When he turned to face me, he said, “Ruth and I talked about that day often. Celeste had been distressed all week, asked to leave class several times. When she came back to the classroom, she had been crying. Something was wrong.”
He paused and shut his eyes. “When she first disappeared, I thought she might have run off to get away from her overly protective mother. Ruth and I believed she would show back up in a few days with tales of a road trip to Panama City, Mobile, or Biloxi. There was even a report that she had been seen hitchhiking, but that later proved to not be true.”
“How did Bo and Jace react?” I asked Mr.
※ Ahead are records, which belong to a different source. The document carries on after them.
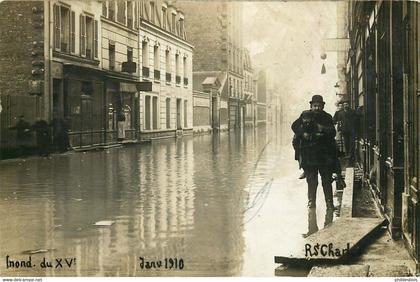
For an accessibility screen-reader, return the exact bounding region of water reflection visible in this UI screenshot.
[0,128,281,276]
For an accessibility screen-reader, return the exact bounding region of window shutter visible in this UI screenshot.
[93,20,99,58]
[53,4,61,50]
[70,11,76,53]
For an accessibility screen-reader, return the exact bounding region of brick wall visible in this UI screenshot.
[0,1,43,98]
[0,1,44,155]
[177,1,227,71]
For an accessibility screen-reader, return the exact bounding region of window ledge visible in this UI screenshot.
[53,50,99,66]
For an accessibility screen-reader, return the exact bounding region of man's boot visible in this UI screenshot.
[299,171,306,179]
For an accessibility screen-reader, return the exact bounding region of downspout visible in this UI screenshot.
[41,1,52,121]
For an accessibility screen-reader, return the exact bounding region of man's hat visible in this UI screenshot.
[309,95,325,104]
[300,110,315,119]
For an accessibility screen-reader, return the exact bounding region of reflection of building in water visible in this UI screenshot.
[187,135,248,276]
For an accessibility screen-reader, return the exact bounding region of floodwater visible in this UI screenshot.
[0,127,334,276]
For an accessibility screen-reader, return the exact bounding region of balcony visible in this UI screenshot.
[143,67,150,77]
[166,72,172,82]
[154,70,160,80]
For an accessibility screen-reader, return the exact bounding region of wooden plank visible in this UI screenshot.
[369,264,412,277]
[340,167,354,218]
[308,264,369,277]
[274,218,386,265]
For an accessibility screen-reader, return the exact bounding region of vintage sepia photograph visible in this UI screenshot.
[0,0,420,282]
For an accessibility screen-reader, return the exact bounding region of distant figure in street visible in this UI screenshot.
[292,95,337,236]
[32,117,51,157]
[53,118,69,153]
[341,101,357,161]
[10,115,31,156]
[333,102,344,155]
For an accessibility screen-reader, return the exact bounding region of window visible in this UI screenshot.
[108,1,115,21]
[165,50,171,73]
[153,97,158,129]
[79,15,86,56]
[171,13,176,33]
[153,45,160,69]
[184,100,188,127]
[150,2,155,23]
[153,45,160,80]
[70,11,76,53]
[162,7,167,29]
[80,15,99,59]
[182,57,188,77]
[141,41,149,67]
[127,47,133,62]
[53,5,70,52]
[93,21,99,58]
[179,19,184,37]
[144,96,151,130]
[166,98,171,129]
[175,54,181,84]
[127,1,134,28]
[117,1,126,25]
[84,16,93,58]
[102,2,108,17]
[141,41,149,77]
[108,44,115,70]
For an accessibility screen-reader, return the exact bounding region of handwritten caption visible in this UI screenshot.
[6,255,76,268]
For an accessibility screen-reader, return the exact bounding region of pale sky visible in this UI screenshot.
[243,1,338,115]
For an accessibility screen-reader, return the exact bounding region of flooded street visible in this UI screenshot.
[0,127,334,276]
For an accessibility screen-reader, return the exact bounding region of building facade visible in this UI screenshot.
[347,1,420,273]
[256,70,268,126]
[178,1,246,130]
[0,1,193,157]
[244,49,257,126]
[139,1,193,139]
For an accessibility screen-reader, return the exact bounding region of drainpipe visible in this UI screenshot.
[44,1,52,121]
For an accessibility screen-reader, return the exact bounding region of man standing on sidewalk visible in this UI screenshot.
[292,95,336,235]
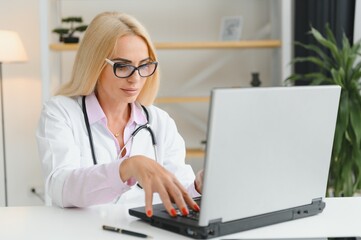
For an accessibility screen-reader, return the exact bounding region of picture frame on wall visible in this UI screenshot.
[220,16,243,41]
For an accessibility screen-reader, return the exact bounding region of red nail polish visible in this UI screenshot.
[182,207,189,216]
[147,210,153,217]
[170,208,177,217]
[193,204,201,212]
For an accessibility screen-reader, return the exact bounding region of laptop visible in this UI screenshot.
[129,86,341,239]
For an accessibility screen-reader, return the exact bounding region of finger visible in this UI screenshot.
[158,186,177,217]
[143,185,153,217]
[168,184,189,216]
[176,181,200,212]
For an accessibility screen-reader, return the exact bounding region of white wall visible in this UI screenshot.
[0,0,43,206]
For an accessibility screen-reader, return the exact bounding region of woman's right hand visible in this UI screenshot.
[119,155,200,217]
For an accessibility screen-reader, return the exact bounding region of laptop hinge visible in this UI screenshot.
[208,218,222,224]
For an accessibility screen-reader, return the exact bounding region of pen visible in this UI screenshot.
[103,225,152,238]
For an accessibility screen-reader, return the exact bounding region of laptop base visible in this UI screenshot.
[129,199,326,239]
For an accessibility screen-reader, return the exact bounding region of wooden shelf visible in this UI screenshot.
[50,40,281,51]
[155,97,210,103]
[155,40,281,49]
[186,148,204,158]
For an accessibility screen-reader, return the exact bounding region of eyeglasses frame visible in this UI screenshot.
[105,58,158,78]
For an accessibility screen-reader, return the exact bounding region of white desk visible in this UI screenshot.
[0,197,361,240]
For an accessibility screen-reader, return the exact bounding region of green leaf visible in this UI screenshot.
[349,99,361,145]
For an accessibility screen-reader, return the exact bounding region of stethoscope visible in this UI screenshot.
[82,96,158,165]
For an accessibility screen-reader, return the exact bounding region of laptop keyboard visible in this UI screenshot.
[163,198,201,221]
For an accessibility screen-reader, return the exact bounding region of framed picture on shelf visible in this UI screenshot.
[220,16,243,41]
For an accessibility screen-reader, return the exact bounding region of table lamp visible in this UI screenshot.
[0,30,27,206]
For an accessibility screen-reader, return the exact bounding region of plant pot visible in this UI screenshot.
[63,37,79,43]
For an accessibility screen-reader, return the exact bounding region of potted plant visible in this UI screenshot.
[287,24,361,196]
[53,17,88,43]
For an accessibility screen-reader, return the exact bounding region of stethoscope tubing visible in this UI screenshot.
[82,96,158,165]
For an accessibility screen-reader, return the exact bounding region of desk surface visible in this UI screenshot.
[0,197,361,240]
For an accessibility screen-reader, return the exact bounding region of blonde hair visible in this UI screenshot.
[56,12,159,105]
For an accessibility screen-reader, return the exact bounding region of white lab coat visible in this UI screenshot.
[37,96,197,207]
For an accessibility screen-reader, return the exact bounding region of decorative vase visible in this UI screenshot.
[251,72,262,87]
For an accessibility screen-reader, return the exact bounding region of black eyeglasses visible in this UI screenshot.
[105,58,158,78]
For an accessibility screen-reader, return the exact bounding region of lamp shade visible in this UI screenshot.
[0,30,28,63]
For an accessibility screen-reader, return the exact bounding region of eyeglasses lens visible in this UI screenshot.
[115,62,157,78]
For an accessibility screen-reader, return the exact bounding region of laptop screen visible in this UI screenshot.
[199,86,340,226]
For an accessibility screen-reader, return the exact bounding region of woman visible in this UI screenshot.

Solomon, who looked even smaller than when I first walked into his house.
He said, “Bo and his friends helped Stan and the Catholic High boys search for her. Jace walked around in a daze for a few days.”
“Did you ever find out what was bothering her the week before she disappeared?”
He shook his head. “No, we talked about it some in the teachers’ lounge, but we had no clue. The kids were pretty tight-lipped and didn’t seem to know either.”
“Did you talk with Mr. or Mrs. Daniels about Celeste?”
“I went to the principal, Sister Mary Thaddeus,” he recalled. “She thought it best if we left the family alone and let the authorities deal with the matter. I think she worried it might reflect badly on Catholic High and hurt enrollment.”
He walked around the library, glancing at the books, then stopped at the window. Outside, the day was bright and young and a tabby cat chased butterflies along the stone walk. His eyes filled with tears.
“The Daniels family fell apart when Celeste disappeared,” he said. “Stan went to college and became a successful lawyer, but his parents were never the same. I left Catholic the following year. The tragedy had taken away from me the joy of teaching there. I dreaded walking the halls.”
“But you remained a teacher,” I said.
“I took a break and enrolled in the Masters in Educational Leadership program at the University of West Florida,” he said. “Ruth’s parents helped us make ends meet, and I worked part-time at the campus library.”
He pointed to his framed diploma on a stand in the bookcase. “When I graduated, the Escambia County School District hired me as a dean at Booker T. Washington, which put me on the track to be the school’s principal. I never taught in the classroom again.”
Celeste Daniels’s disappearance clearly ate at him, like it did her brother, Stan. Did it bother Hines and Wittman? The tabby cat pounced on the butterfly, crushing it. Mr. Solomon winced.
Thanking him for the lunch and the interview, I headed for the door.
“Would you ever be available to come speak to our book club?” asked Mr. Solomon as he shook my hand. “Caleb would be so happy to meet you. You can talk about whatever you like.”
“Sure, it would be an honor,” I replied, thinking, if I’m not in jail.